No último final de semana, um painel de analistas governamentais e não-governamentais chineses aprovou a criação da Cernet2, uma rede com a qual a China pretende colocar-se na liderança mundial no desenvolvimento de uma nova versão das redes IP.
Cada computador conectado à internet tem um número de identificação, o IP, que lhe permite comunicar-se através da rede e enviar e receber dados.

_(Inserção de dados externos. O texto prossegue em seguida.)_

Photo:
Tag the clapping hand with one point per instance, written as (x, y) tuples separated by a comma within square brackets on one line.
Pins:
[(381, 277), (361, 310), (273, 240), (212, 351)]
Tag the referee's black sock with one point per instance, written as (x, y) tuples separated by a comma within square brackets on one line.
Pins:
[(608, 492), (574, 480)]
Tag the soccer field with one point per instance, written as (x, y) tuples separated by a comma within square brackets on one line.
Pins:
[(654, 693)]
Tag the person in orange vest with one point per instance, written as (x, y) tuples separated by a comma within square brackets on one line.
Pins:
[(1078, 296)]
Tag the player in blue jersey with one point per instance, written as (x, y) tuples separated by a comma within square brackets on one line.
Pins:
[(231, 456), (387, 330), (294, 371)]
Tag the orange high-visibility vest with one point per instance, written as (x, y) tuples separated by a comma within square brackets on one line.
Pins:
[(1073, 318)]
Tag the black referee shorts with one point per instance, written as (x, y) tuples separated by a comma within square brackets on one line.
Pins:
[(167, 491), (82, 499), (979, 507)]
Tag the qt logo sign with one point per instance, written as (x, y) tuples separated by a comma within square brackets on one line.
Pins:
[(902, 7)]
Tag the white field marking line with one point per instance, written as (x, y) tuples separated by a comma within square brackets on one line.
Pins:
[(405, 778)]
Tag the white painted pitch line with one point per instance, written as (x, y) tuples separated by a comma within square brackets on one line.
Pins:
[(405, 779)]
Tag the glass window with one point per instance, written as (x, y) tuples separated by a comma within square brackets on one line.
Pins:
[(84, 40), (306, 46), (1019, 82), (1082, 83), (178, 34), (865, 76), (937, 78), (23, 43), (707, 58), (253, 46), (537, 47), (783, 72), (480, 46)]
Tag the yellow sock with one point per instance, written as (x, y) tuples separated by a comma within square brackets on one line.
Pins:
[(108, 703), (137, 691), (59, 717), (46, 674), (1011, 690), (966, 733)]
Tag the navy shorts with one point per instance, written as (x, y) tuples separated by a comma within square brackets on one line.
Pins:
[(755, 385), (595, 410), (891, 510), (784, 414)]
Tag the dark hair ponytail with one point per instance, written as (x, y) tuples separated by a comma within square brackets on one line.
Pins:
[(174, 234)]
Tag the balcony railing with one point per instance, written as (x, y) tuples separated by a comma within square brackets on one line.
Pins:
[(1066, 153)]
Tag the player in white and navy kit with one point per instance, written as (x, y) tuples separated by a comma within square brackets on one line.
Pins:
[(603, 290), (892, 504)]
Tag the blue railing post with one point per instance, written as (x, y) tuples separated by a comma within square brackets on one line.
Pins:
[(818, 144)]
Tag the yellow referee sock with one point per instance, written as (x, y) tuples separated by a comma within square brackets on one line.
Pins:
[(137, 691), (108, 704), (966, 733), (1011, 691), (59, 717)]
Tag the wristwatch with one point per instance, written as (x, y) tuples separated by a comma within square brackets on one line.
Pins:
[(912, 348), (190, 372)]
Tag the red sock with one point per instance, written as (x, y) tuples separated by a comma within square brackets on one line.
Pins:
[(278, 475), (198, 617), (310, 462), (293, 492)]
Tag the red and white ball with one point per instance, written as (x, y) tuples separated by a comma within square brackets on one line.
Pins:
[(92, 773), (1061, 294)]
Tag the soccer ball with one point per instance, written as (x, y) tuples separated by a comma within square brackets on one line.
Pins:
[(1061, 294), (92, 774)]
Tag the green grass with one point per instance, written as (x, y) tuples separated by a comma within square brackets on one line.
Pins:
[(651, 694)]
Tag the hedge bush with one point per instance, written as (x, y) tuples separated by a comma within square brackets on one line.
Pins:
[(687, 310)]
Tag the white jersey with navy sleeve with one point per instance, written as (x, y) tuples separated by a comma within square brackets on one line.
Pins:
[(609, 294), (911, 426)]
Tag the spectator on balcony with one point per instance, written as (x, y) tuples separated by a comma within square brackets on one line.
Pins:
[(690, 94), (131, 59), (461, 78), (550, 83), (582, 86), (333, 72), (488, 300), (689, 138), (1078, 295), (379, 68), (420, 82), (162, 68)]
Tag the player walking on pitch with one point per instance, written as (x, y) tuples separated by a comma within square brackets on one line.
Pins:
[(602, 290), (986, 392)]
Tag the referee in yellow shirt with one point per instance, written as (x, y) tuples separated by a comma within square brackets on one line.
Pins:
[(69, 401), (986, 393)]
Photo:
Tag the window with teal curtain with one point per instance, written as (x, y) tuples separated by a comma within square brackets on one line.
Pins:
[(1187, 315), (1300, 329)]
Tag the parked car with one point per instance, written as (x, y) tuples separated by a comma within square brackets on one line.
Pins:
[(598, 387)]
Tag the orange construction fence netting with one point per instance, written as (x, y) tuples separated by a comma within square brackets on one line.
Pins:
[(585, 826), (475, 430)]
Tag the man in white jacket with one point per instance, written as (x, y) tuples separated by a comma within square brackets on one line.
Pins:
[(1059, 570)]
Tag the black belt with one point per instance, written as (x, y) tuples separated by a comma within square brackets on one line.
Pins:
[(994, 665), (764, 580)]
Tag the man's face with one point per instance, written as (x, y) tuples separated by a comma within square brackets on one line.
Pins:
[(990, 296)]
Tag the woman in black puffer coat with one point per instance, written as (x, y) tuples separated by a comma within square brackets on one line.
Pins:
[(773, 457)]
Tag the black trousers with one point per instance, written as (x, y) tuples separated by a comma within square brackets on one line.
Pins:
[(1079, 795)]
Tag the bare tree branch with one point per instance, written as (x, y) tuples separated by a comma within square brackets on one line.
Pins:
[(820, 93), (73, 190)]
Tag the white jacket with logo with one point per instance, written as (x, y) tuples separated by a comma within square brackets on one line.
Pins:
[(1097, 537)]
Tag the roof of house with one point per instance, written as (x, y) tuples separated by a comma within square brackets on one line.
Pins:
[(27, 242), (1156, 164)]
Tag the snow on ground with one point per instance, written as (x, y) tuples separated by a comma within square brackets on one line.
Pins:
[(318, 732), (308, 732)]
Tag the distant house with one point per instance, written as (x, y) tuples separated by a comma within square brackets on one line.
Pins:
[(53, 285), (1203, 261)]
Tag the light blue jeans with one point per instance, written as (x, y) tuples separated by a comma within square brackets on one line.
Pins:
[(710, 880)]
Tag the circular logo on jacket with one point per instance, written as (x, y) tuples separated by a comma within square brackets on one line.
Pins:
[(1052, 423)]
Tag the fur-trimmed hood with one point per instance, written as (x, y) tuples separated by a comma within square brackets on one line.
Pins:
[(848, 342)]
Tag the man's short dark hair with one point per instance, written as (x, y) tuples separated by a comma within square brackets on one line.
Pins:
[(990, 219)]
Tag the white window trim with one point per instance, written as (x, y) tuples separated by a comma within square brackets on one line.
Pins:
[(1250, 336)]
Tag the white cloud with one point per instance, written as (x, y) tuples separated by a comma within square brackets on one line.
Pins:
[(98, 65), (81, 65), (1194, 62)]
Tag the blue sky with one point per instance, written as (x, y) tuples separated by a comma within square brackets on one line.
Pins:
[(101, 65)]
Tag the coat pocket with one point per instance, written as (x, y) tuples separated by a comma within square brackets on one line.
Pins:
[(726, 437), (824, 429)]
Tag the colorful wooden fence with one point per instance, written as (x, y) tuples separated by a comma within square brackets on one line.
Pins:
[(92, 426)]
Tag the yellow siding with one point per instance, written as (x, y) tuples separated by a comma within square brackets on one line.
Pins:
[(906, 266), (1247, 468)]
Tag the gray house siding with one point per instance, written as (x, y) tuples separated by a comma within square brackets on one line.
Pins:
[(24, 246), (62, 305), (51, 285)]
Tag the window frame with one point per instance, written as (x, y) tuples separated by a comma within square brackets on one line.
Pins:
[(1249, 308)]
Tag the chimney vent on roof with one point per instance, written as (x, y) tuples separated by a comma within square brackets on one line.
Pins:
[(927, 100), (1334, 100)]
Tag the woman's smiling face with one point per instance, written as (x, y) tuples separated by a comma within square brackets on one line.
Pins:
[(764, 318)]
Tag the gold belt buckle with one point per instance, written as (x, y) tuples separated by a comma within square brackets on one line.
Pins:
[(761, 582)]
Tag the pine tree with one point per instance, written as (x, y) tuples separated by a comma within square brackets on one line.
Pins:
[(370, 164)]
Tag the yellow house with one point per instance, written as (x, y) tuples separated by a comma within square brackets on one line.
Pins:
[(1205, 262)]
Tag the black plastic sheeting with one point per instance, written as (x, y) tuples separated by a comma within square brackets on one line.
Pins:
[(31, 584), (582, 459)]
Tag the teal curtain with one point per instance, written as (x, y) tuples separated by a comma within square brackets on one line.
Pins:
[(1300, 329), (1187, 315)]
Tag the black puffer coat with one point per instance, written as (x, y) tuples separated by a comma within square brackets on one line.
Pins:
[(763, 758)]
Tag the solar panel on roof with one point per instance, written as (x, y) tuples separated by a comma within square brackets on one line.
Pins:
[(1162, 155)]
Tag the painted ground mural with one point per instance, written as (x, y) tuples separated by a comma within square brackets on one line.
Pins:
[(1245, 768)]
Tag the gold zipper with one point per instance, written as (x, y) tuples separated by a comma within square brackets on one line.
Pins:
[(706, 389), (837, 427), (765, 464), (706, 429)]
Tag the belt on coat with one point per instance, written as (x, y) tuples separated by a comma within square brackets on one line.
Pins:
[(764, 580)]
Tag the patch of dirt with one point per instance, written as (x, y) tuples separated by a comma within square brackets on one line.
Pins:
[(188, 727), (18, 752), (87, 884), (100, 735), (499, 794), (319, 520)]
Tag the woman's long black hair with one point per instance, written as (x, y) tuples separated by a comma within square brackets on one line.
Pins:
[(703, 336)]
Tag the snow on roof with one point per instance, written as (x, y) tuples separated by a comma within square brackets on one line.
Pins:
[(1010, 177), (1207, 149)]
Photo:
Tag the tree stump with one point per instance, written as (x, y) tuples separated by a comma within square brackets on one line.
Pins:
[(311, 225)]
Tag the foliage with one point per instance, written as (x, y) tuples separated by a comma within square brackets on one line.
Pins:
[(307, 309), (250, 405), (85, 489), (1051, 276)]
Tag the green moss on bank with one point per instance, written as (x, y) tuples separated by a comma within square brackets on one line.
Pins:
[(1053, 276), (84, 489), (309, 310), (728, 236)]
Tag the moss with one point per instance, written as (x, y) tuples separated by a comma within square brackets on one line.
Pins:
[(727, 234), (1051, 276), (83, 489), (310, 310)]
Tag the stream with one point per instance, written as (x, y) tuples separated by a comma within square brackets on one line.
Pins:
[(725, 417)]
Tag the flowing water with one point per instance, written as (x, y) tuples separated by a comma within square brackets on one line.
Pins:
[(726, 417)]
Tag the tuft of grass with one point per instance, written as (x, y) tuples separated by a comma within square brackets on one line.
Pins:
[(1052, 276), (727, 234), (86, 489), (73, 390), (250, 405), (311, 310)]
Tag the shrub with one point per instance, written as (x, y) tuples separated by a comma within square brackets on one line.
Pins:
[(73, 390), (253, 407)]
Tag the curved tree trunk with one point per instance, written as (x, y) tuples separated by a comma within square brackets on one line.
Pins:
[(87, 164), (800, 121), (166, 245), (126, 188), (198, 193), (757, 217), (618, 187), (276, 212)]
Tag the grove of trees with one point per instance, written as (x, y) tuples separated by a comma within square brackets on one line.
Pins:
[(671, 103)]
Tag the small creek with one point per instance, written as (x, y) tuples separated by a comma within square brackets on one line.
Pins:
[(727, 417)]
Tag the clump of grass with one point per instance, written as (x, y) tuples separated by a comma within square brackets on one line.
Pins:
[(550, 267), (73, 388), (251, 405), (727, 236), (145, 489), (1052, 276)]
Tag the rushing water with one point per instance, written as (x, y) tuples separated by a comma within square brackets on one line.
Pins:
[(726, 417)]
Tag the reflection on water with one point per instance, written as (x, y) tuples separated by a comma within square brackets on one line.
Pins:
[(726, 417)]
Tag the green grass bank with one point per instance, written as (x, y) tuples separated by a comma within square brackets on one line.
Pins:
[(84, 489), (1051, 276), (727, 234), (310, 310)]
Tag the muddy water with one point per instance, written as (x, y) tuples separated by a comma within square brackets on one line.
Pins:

A versão atual, a IPv4, só é capaz de fornecer 4.294 bilhões de números, o que não permitiria que, no futuro, cada pessoa tivesse pelo menos um número de IP (a população mundial atual supera os 6,5 bilhões), algo que preocupa nações de grande população como a Índia ou a China, onde o uso de internautas cresce rapidamente.
A China e países como os EUA, Coréia do Sul e Japão estão desenvolvendo, cada um por sua conta, e sem revelar muitas informações sobre suas pesquisas, uma nova versão do protocolo (IPv6), que admitiria uma criação de números suficientes para atender ao crescente aumento no uso da internet.
As pesquisas dos Estados Unidos são desenvolvidas pelo Departamento de Defesa, enquanto Pequim as enquadra como “Internet Chinês da Próxima Geração”. Especialistas citados pelo “China Daily” se queixaram de que o IPv4 “é controlado pelos Estados Unidos”, já que muitos dos aparatos que os computadores usam são produzidos majoritariamente por empresas americanas, como a Cisco Systems ou a Juniper Networks.
Para fazer frante a isso, o sistema Cernet2 é apoiado por empresas como a China Telecom, a Lenovo ou a China Mobile, que produziriam equipamentos para fins comerciais. O “China Daily” assinalou que as empresas do país oriental esperam lançar os primeiros aparatos antes do final deste ano. Por enquanto, a rede Cernet2 será testada em 25 universidades de 20 cidades chinesas, antes de sua possível extensão por todo o país.
Vale registrar que a China é o segundo país do mundo em número de internautas (123 milhões), atrás apenas dos EUA. E, o mais importante, o potencial de aumento na China continua sendo muito alto, devido à enorme população do país asiático (1,3 bilhão).